Although many Americans have thought about whether the president’s approach to health care and the role of government equates to socialism — “socialist” was the most looked-up word in the Merriam-Webster online dictionary in 2012 — polling indicates more widespread support for the conclusion that Obama is what he has called himself, a pragmatist. Before his first inauguration, he said that “what is required is a new declaration of independence, not just in our nation, but in our own lives — from ideology and small thinking. . . .”

Still, Obama’s more severe critics see him as highly ideological. Francis Cianfrocca, a New York cybersecurity entrepreneur, believes the president is determined to limit freedom and wealth. “He called people like me ‘fat cats,’ ” says the successful businessman. “What are we supposed to do with that?
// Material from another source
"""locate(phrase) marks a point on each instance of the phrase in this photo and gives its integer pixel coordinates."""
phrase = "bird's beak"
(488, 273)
A lot of the personalization of the opposition to him comes from his saying personal things against capitalism, business people and Republicans.”
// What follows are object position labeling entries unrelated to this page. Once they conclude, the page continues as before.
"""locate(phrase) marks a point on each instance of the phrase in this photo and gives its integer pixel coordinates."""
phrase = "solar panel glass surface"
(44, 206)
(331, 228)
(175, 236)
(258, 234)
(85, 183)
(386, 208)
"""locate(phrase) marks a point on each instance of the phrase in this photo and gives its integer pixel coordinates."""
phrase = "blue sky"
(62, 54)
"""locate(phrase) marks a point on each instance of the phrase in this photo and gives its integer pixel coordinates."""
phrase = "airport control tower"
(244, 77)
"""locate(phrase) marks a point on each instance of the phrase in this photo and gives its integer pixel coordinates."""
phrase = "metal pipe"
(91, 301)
Although Cianfrocca thought of Obama as “a thoroughgoing socialist looking for wholesale reconstruction of the economy,” the president’s reelection persuaded the businessman that “the country is with him and that gives him tremendous moral authority.”

Cianfrocca’s disagreements with the president are mainly philosophical; he believes the country will right itself and flourish again within a decade. Many birthers and other hardcore anti-Obama activists, in contrast, see the president as the final architect of the collapse of American power.
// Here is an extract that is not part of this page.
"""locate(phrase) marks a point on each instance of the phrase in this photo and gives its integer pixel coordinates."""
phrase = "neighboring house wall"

“I despair for the future of our country,” says Bell. “He’s an emperor with no clothes.”

Even if the birther movement has lost some steam since Obama released his birth certificate in 2011, Davidson sees evidence that birthers are diversifying into other anti-Obama issues, using their Web sites and radio shows to focus attention on the next phase of the health-care debate, the attack on a U.S. diplomatic post in Libya and the latest Cabinet nominations.